ICC Pre-Trial Chamber III is composed of Judge Olga Herrera Carbuccia, Presiding, Judge Robert Freer, and Judge Geoffrey Henderson.
This authorization follows the request submitted on 4 July 2019 by the Prosecutor to open an investigation into alleged crimes within the ICC's jurisdiction committed against the Rohingya people from Myanmar.
The Chamber also received the views on this request by or on behalf of hundreds of thousands of alleged victims. The Chamber recognized all the individuals and organizations that assisted, guided, and advised alleged victims throughout this process.
The ICC also offers to hear the allegation in Bangladesh but the government did not except.
The Chamber concluded that the Court may exercise jurisdiction over crimes when part of the criminal conduct takes place on the territory of a State Party.

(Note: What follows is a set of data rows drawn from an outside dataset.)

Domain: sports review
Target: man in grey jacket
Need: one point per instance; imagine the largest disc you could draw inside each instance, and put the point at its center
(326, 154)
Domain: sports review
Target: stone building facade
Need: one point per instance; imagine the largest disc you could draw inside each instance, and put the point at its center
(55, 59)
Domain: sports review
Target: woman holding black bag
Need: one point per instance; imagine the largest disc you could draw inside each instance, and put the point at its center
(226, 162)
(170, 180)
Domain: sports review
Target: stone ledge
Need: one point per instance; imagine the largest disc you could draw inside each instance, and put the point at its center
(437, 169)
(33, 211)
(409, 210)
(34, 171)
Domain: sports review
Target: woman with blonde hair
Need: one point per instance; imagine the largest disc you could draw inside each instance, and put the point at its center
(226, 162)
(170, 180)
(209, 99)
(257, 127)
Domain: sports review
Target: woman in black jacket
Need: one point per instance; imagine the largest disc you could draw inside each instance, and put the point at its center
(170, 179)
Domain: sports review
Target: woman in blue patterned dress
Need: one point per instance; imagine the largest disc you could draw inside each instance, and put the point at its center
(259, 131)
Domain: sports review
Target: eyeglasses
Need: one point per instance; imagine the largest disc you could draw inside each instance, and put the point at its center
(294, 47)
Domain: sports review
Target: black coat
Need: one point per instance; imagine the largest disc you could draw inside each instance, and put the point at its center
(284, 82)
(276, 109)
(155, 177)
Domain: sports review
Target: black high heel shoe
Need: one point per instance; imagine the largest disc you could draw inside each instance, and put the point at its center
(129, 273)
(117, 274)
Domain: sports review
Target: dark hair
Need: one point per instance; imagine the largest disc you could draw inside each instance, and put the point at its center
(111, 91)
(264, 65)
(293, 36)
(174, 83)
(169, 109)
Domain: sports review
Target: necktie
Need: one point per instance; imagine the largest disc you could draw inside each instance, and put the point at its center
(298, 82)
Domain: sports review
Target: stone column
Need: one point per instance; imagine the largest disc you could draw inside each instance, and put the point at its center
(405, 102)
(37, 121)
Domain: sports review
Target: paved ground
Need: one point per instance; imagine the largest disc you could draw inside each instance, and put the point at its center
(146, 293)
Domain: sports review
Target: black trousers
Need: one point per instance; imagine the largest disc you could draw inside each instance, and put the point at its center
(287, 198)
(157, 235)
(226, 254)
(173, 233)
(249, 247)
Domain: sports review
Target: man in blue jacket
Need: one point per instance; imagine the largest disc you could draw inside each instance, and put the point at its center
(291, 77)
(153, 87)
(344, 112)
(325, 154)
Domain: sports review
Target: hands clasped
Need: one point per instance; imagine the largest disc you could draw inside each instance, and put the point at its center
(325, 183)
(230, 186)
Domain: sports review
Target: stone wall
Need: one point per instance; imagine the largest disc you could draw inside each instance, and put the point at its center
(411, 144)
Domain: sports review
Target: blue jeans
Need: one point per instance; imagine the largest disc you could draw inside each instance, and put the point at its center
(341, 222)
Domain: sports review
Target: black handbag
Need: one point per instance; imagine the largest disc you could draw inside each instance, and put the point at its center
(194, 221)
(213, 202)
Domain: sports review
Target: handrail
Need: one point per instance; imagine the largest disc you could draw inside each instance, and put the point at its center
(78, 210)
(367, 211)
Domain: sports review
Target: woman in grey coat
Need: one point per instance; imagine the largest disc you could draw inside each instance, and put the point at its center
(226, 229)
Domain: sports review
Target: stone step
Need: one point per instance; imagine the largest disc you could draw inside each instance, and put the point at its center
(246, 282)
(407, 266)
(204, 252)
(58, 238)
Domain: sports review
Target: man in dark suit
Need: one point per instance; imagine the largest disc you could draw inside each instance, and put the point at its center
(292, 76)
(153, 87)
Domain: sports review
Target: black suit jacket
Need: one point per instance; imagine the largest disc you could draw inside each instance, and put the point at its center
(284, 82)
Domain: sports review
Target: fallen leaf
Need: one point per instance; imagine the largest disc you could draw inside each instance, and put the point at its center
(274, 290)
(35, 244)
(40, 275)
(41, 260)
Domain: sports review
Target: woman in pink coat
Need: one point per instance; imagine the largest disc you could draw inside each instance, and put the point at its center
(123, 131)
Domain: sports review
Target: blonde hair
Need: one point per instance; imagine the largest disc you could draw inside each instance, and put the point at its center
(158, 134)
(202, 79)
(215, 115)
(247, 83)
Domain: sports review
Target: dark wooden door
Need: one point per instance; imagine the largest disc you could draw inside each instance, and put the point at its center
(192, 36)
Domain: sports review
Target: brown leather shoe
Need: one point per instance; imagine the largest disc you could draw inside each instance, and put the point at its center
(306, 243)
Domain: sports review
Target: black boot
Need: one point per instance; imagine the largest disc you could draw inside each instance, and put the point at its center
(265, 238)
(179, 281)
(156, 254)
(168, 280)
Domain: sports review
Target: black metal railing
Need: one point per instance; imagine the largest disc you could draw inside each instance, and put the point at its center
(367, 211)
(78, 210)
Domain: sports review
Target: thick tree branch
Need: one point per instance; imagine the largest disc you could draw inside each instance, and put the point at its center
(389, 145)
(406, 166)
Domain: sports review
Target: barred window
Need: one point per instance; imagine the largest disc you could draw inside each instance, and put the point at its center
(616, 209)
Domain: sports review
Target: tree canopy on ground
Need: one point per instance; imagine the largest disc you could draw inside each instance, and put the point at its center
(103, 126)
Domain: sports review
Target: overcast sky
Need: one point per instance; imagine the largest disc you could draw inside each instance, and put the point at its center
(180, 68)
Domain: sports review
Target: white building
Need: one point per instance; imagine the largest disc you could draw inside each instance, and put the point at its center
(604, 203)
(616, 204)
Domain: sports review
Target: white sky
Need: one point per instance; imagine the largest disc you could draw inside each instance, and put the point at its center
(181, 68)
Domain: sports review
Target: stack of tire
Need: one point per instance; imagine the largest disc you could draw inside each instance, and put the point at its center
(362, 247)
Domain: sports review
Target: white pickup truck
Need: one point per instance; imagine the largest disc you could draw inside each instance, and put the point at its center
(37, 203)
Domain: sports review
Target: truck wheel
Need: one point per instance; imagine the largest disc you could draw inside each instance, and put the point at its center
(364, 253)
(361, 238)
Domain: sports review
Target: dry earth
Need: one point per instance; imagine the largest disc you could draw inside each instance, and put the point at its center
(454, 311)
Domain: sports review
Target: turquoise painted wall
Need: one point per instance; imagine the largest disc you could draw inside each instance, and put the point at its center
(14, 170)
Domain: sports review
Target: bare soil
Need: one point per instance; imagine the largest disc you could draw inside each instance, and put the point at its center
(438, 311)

While Myanmar is not a State Party, Bangladesh ratified the ICC Rome statute in 2010.
The party has announced that it would be inviting ethnic minority parties to work with it.
In January 2020, International Court of Justice ICJ has also issued an interim instruction to Myanmar to ensure the safety and security of Rohingyas so that they can live in Rakhain with dignity. ICJ also seeks a follow-up report from Myanmar Government about what initiatives were taken basis on five-point instructions. But Myanmar authority did not submit any reports to ICJ. A final ICJ order is very much expected by Rohingyas in the coming month.
Violence, trafficking, and the drug trade
Dozens of Rohingyas were killed in the clashes but only a few was reported. Rohingyas living in Bhasan Char said that they came to this island settlement as law and order in camps is worsening day by day.
Since the outbreak of Covid-19 in March, many Rohingyas were stranded at sea for weeks. Bangladesh Navy and Coast Guard rescued and shifted the floating Rohingyas to Island settlement Bhasan Char.
After Rohingya Influx in 2017, the trend of Yaba trade in the south-eastern border of Bangladesh takes a different turn. Before the influx, both Refugees and the hoist community were engaged in trafficking drug from Myanmar to Bangladesh. Following a crackdown by law enforcers, the locals move away from the yaba business. The Rohingyas have occupied this void. Currently, the yaba business is completely controlled by the Rohingyas in camps.